Éléments de contexte :

Comme dans d'autres pays de la région, la transition démocratique vers un régime pluraliste a commencé au Congo au début des années 1990 (avec l'abolition du régime marxiste instauré en 1970, la République populaire du Congo). La vie politique du pays a cependant été particulièrement heurtée, puisque les différentes factions se disputant le pouvoir se sont affrontées par les armes à plusieurs reprises au cours de la décennie, notamment en 1993-1994, en 1997 et en 1999. La signature d'un accord de paix entre les différences forces politiques, en décembre 1999, semble avoir marqué le début d'une période de normalisation. De nouvelles institutions politiques ont en effet été mises en place avec l'adoption en 2002, par référendum, d'une nouvelle Constitution instaurant un régime présidentiel et un Parlement bicaméral (texte approuvé par 84,26 % des suffrages exprimés). 

I - COMPOSITION

Le Sénat représente les collectivités territoriales. Il compte 72 membres (suite à la création d'un nouveau département à Pointe-Noire en 2008), élus pour 6 ans au scrutin indirect par les conseils des collectivités locales.

II - RÉGIME ÉLECTORAL

La chambre est renouvelable par moitié tous les 3 ans, la première élection ayant eu lieu le 11 juillet 2002.

Les dernières élections se sont déroulés le 9 octobre 2011.

Les sénateurs sont élus au scrutin uninominal majoritaire à un tour par les membres des Conseils de département et de Commune.

Le mandat sénatorial comporte :

- un régime d'incompatibilité : le mandat est incompatible avec toute autre fonction à caractère public (art. 95 C) ;

- un régime fixant les conditions d'éligibilité : être âgé de 45 ans au moins, être de nationalité congolaise, résider dans le pays, jouir de ses droits civils et politiques et ne pas être l'objet de condamnations pour crime ou délit (art. 92 C) ;

- un régime d'immunité (art. 101 C) ;

- un régime indemnitaire (art. 91 C).

Un sénateur élu, s'il est présenté par un parti politique ou un groupement politique, perd sa qualité de sénateur s'il démissionne de son parti ou de son groupement politique en cours de mandat.

III - RÉGIME DES SESSIONS

Il y a 3 sessions ordinaires par an, sur convocation du Président du Sénat (art. 103 C) :

- la première s'ouvre le 2 mars ;

- la deuxième s'ouvre le 2 juillet ;

- la troisième s'ouvre le 15 octobre.

Leur durée est de 60 jours au plus.

Les sessions extraordinaires sont possibles sur convocation du président du Sénat et sur un ordre du jour déterminé, à la demande du Président de la République ou de la majorité absolue des sénateurs (art. 105 C). Les sessions extraordinaires sont closes dès épuisement de l'ordre du jour et, au plus tard, 15 jours après leur ouverture.

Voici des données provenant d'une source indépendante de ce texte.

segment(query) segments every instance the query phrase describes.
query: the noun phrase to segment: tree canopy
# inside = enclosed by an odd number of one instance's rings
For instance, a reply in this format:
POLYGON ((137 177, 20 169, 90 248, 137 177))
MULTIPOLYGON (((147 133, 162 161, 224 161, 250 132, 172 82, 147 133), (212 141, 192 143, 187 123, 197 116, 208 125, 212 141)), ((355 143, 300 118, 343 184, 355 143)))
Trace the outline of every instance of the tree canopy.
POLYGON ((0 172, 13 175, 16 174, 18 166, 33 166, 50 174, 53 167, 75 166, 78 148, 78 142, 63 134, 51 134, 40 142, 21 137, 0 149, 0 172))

IV - RAPPORTS AVEC L'AUTRE CHAMBRE ET LE POUVOIR EXECUTIF

A - LE POUVOIR LÉGISLATIF

1. Initiative législative

Les sénateurs possèdent le droit de proposer des lois (art 118 C) et de déposer des amendements (art 123 C), concurremment au Président de la République et aux députés.

2. Droit d'amendement

Le droit d'initiative est restreint par certaines irrecevabilités :

- irrecevabilité financière (art. 119 C), puisque les propositions de loi et les amendements parlementaires tendant à augmenter ou à diminuer les dépenses doivent être assorties de propositions dégageant les recettes ou les économies correspondantes ;

- irrecevabilité tendant à protéger le domaine de la loi (art. 120 C)

3. Procédure législative ordinaire

Les projets de lois, délibérés en Conseil des ministres après avis de la Cour suprême, sont déposés sur le bureau de l'une ou l'autre chambre. Après dépôt, les projets et les propositions de loi envoyés à l'une des commissions permanentes dont le nombre est déterminé par le règlement intérieur de chaque chambre. Les projets et les propositions de loi peuvent, à la demande du Président de la République ou de la chambre qui en est saisie, être envoyés, pour examen, à des commissions spécialement désignées à cet effet.

La procédure législative repose sur une navette entre les deux chambres (art. 121 à 123 C).

Tout projet, ou toute proposition de loi, est examiné, successivement, par les deux chambres en vue de l'adoption d'un texte identique. Une chambre, saisie sur un texte déjà voté par l'autre chambre, délibère sur le texte qui lui est transmis.

Lorsque, par la suite d'un désaccord entre les deux chambres, un projet ou une proposition de loi n'a pu être adopté après une lecture par chaque chambre, le Président de la République a la faculté de provoquer la réunion d'une commission mixte paritaire chargée de proposer un texte sur les dispositions restant en discussion. Le texte élaboré par la commission mixte paritaire peut être soumis par le Président de la République pour approbation aux deux chambres. Aucun amendement n'est recevable, sauf accord du Président de la République.

Si la commission mixte paritaire ne parvient pas à l'adoption d'un texte commun, le Président de la République peut, après une nouvelle lecture par l'Assemblée nationale et par le Sénat, donner le dernier mot à l'Assemblée nationale de. Dans ce cas, l'Assemblée nationale peut reprendre, soit le texte élaboré par la commission mixte paritaire, soit le dernier texte voté par elle modifié, le cas échéant, par un ou plusieurs amendements adoptés par le Sénat.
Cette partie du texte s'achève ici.